I have read this many times since first going APS-C in 2007. Despite it being convention wisdom, I have nagging doubts. Those doubts are based on the fact that the image circle of most lenses made for rectangular formats will extend to the walls/floor of the mirror box and underside of the mirror on most SLRs. (For 35mm FF SLRs, there will be at least 6-9mm top and bottom and very likely 3mm or more on either side.) This is even more of a concern with perspective control lenses (all have VERY generous image circles) and most primes when doing close focus and macro work. In addition, both film and digital sensors are reflective and even light within the frame will find its way back into the mirror box.

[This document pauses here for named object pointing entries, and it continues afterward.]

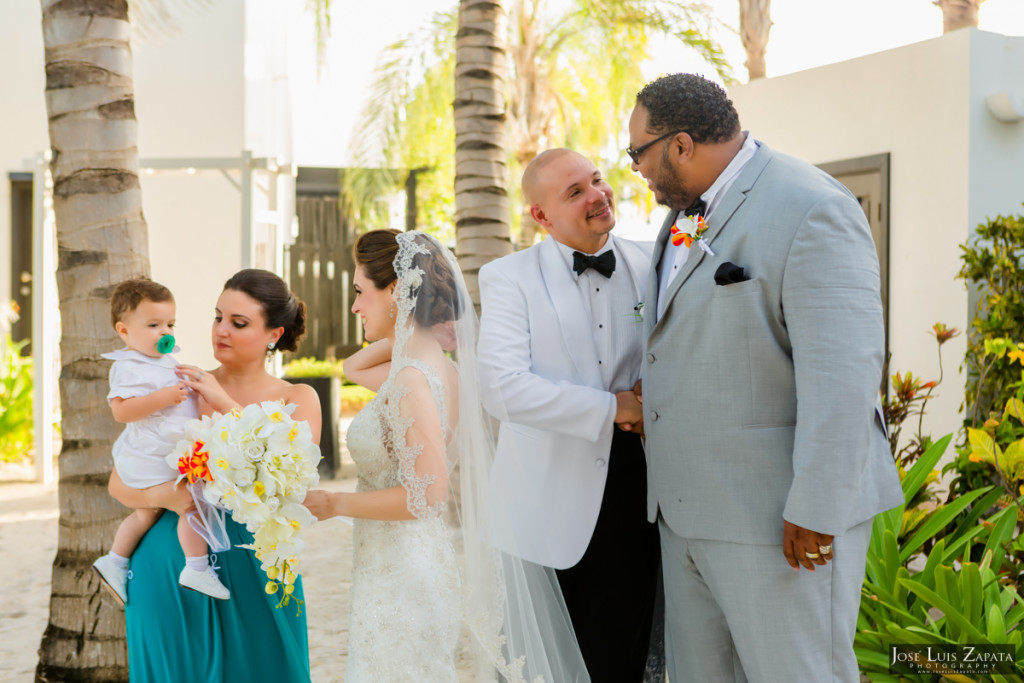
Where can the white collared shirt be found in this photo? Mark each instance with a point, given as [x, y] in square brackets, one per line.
[674, 257]
[616, 331]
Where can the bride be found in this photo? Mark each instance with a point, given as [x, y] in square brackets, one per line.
[427, 585]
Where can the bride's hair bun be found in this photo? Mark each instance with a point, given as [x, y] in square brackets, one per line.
[436, 297]
[375, 251]
[281, 307]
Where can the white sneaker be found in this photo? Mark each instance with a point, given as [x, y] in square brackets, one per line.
[113, 578]
[206, 583]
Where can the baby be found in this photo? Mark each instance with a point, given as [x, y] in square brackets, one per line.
[155, 404]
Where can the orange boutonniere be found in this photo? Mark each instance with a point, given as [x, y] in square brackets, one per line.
[194, 465]
[679, 237]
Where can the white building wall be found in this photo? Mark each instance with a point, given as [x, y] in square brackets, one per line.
[996, 154]
[23, 110]
[924, 105]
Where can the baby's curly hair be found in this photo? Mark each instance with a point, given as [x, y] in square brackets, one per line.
[689, 102]
[129, 294]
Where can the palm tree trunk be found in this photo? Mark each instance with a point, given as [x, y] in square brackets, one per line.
[755, 23]
[101, 239]
[958, 13]
[481, 204]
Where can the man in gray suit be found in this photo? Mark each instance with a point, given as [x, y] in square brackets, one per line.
[763, 358]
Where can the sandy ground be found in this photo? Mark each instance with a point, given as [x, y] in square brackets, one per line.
[28, 545]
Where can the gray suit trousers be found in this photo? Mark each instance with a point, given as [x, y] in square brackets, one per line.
[739, 612]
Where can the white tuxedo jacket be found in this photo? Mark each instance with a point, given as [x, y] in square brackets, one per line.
[540, 378]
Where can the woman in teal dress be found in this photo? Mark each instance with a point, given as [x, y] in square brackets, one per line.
[175, 634]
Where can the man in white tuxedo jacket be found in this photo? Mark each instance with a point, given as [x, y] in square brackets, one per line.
[763, 359]
[559, 352]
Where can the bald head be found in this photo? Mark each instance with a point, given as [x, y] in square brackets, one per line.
[568, 198]
[532, 183]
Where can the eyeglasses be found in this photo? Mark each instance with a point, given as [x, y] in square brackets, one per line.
[635, 154]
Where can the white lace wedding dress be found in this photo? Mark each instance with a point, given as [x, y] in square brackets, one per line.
[404, 611]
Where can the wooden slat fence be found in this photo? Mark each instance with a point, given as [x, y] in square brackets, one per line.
[321, 269]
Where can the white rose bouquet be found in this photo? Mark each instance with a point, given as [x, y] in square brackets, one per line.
[257, 463]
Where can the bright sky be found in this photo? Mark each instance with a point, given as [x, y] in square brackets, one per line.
[805, 34]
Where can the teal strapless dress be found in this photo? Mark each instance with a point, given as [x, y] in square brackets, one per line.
[176, 634]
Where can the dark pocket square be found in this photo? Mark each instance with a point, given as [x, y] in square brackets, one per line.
[729, 273]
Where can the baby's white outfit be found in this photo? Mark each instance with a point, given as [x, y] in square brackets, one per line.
[140, 451]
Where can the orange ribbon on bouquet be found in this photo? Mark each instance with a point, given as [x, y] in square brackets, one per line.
[195, 465]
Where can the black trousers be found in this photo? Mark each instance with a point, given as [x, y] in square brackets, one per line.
[611, 592]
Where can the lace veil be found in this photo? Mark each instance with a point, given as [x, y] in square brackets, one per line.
[515, 624]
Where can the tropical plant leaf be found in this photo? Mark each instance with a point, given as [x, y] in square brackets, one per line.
[950, 612]
[937, 521]
[919, 473]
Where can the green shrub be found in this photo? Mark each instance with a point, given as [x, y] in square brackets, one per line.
[992, 263]
[950, 599]
[15, 401]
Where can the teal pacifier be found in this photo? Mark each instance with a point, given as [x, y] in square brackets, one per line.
[166, 344]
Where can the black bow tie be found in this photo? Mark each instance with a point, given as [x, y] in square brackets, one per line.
[695, 209]
[605, 263]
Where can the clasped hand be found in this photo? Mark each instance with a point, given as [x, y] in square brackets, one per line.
[629, 410]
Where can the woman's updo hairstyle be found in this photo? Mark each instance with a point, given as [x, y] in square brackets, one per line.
[281, 307]
[436, 296]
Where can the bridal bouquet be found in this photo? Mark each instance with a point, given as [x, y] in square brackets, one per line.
[257, 463]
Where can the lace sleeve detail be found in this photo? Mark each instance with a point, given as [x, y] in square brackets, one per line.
[416, 430]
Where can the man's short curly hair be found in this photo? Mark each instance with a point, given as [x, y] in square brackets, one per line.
[129, 294]
[691, 103]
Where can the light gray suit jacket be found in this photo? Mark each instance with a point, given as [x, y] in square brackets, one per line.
[761, 397]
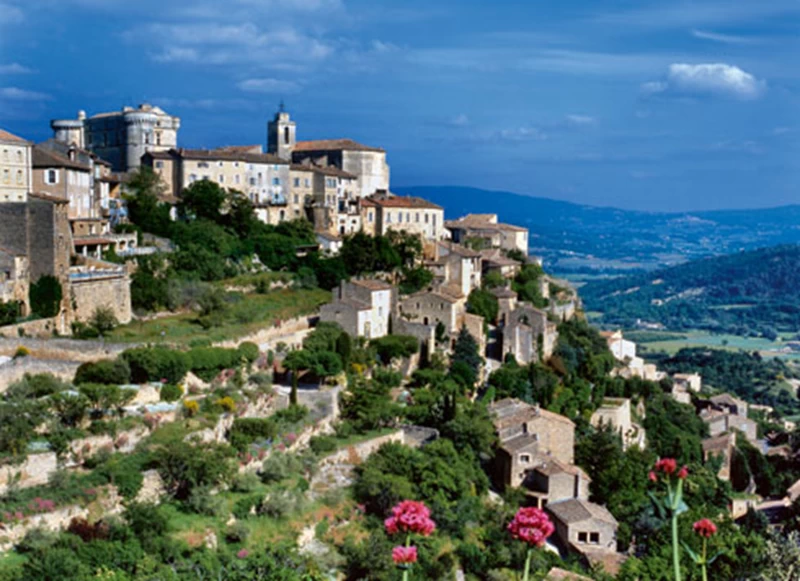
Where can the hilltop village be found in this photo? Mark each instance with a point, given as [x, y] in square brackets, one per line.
[240, 358]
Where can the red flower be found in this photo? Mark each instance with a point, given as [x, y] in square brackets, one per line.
[404, 555]
[667, 465]
[531, 525]
[705, 528]
[410, 517]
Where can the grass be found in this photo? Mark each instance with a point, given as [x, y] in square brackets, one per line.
[244, 317]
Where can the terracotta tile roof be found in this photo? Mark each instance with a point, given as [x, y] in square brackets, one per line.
[6, 136]
[44, 158]
[48, 198]
[392, 201]
[333, 145]
[373, 284]
[576, 510]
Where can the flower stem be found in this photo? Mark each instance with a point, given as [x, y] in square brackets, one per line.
[527, 565]
[704, 563]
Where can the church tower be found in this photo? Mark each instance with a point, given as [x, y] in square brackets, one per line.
[281, 134]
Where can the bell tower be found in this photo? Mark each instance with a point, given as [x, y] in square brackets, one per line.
[281, 134]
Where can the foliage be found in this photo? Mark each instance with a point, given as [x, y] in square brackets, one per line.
[107, 371]
[45, 296]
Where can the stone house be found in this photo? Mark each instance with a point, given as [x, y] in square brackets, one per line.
[525, 331]
[120, 137]
[586, 528]
[363, 308]
[616, 412]
[15, 168]
[485, 227]
[722, 446]
[383, 211]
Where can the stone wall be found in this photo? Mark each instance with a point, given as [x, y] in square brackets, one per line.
[34, 471]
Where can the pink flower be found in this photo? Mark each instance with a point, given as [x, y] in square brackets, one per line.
[705, 528]
[404, 555]
[410, 517]
[531, 525]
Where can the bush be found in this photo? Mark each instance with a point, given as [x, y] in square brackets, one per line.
[106, 371]
[170, 392]
[237, 533]
[249, 351]
[322, 444]
[155, 364]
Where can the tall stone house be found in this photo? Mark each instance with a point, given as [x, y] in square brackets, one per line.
[120, 137]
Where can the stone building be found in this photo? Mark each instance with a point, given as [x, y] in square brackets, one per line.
[486, 228]
[265, 179]
[588, 529]
[384, 211]
[363, 308]
[15, 168]
[525, 331]
[121, 137]
[616, 412]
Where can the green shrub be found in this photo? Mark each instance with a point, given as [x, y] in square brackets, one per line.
[322, 444]
[107, 371]
[249, 351]
[171, 392]
[155, 364]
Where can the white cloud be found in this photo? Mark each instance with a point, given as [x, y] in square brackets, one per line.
[269, 86]
[17, 94]
[581, 120]
[10, 14]
[708, 79]
[723, 38]
[14, 69]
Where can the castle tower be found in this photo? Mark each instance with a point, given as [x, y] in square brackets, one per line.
[281, 134]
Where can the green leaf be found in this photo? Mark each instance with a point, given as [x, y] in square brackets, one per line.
[695, 557]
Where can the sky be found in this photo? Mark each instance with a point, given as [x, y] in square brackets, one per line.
[638, 104]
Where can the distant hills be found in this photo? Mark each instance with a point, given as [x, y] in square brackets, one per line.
[743, 293]
[575, 238]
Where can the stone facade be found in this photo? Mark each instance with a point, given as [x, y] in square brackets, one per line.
[121, 137]
[362, 308]
[15, 168]
[486, 228]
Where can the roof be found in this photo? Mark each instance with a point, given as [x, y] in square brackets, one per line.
[44, 158]
[458, 249]
[558, 574]
[393, 201]
[6, 136]
[220, 155]
[333, 145]
[575, 510]
[48, 198]
[373, 284]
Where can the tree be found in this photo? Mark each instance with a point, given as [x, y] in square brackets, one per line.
[394, 347]
[45, 296]
[297, 361]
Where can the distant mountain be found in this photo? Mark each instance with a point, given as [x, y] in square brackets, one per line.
[579, 238]
[747, 292]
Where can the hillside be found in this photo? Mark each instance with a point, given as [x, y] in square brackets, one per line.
[574, 238]
[743, 293]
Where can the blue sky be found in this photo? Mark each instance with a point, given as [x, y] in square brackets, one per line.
[636, 104]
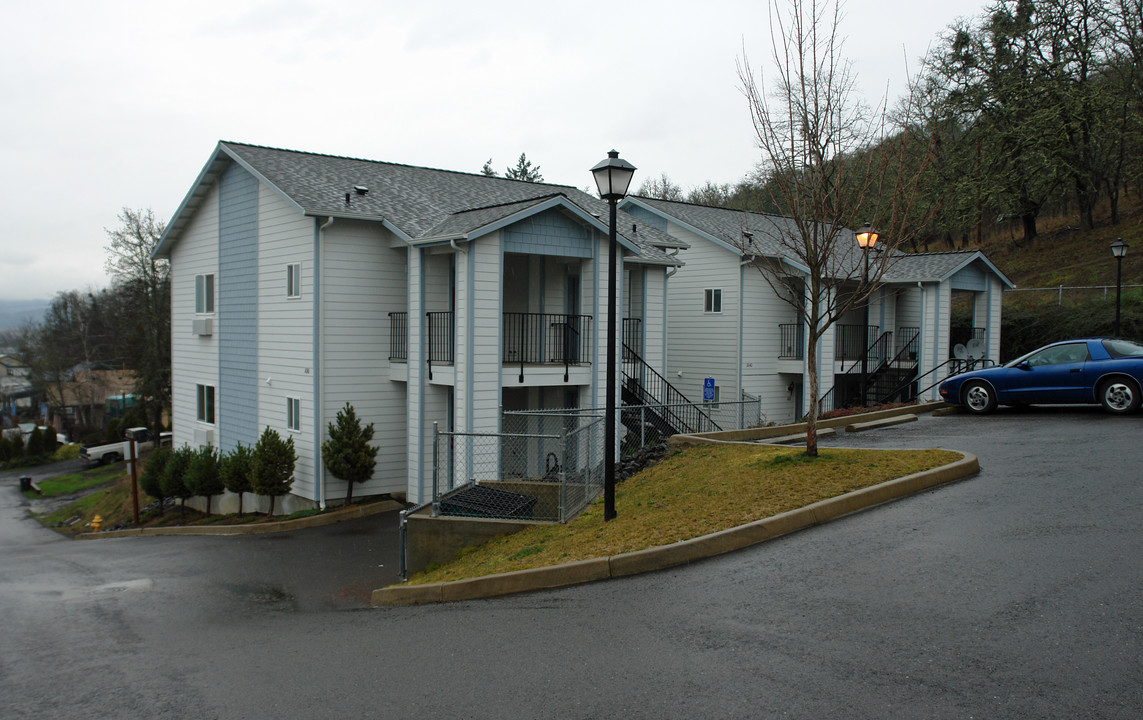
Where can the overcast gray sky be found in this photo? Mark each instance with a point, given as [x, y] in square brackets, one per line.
[120, 102]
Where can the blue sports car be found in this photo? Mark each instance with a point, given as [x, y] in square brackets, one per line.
[1101, 370]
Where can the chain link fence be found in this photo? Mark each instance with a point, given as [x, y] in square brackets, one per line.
[1063, 294]
[520, 476]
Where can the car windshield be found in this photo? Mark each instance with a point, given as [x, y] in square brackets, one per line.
[1122, 349]
[1053, 354]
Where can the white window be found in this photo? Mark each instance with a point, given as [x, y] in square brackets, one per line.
[712, 300]
[294, 413]
[294, 280]
[206, 404]
[204, 294]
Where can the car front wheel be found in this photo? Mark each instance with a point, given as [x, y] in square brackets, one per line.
[980, 398]
[1119, 396]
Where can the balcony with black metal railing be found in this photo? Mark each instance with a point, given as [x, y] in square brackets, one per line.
[526, 338]
[792, 341]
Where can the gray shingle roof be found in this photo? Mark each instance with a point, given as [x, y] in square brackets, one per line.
[420, 202]
[729, 225]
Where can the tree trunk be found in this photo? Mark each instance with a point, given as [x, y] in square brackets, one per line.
[812, 410]
[1028, 220]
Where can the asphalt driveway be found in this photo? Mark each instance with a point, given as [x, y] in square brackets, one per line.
[1016, 593]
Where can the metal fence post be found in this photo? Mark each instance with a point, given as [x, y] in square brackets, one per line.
[564, 477]
[436, 469]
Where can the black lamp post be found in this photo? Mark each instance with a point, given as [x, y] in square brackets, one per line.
[866, 238]
[1118, 249]
[613, 176]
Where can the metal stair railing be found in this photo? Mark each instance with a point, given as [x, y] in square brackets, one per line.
[882, 342]
[676, 408]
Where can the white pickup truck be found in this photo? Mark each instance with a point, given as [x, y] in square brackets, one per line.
[121, 449]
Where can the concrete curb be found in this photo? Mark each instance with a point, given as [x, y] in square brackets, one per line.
[764, 434]
[677, 553]
[885, 422]
[261, 528]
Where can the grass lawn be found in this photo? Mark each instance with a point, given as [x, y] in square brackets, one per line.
[113, 504]
[689, 494]
[74, 481]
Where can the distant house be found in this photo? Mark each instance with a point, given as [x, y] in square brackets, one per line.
[84, 396]
[424, 297]
[16, 392]
[726, 322]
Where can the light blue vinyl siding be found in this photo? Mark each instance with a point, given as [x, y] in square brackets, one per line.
[548, 233]
[238, 309]
[969, 278]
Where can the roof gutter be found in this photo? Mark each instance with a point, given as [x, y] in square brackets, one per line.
[319, 352]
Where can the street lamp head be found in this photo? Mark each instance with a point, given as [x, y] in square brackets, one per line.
[866, 237]
[613, 176]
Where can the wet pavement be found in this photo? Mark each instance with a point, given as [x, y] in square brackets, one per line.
[1016, 593]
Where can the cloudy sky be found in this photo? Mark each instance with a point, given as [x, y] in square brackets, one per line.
[119, 103]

To reduce this problem, some lenses (mostly longer focal lengths) have a frame-shaped baffle built into the rear of the lens. More importantly, a well-designed mirror box will feature baffles, light-absorptive finish, and/or flocking to dampen reflection.*

As for adapted medium format lenses, my memory is that the issue is reflections from the internal surfaces of poorly-designed adapters. Most of the light from the larger image circle hits the adapter surfaces. The same thing can happen when using small format lenses with extension tubes.

QuoteOriginally posted by Na Horuk Quote
This can generally be fixed by using a tighter (equivalent) hood on the lens.
Yes, one may use a deeper hood with FF lenses on crop format with less risk of vignette. I generally do so, though with the intent of flare reduction in general rather a concern about image circle.

QuoteOriginally posted by Na Horuk Quote
And with modern Pentax lens coatings this isn't a big issue anyway.
I am not sure how this relates to image circle and mirror box reflections except, perhaps, in regards to reflection off the film/sensor onto the rear element. A large flat rear element when coupled with a poor on non-existent coatings on that surface may definitely create potential for reflections back onto the film/sensor in the form of a "hot spot" or veiling flare. This is a significant issue with lenses designed for mirrorless cameras as well as some SLR lenses. I have one lens on my shelf (Auto Rikenon 55/1.4, M42) that will sometimes render a "hot spot" into the frame with subjects where most of the frame is bright. Properly coated rear and internal elements will allow that errant light to exit the front of the lens with no harm done.


Steve

* As I am typing this, I have memories of a snow scene photo that made its way into my high school year book. The photo features a bright band across the bottom of the frame courtesy of the underside of a poorly-flocked mirror carrier on my Ricoh Singlex TLS.

Last edited by stevebrot; 06-14-2017 at 11:48 AM.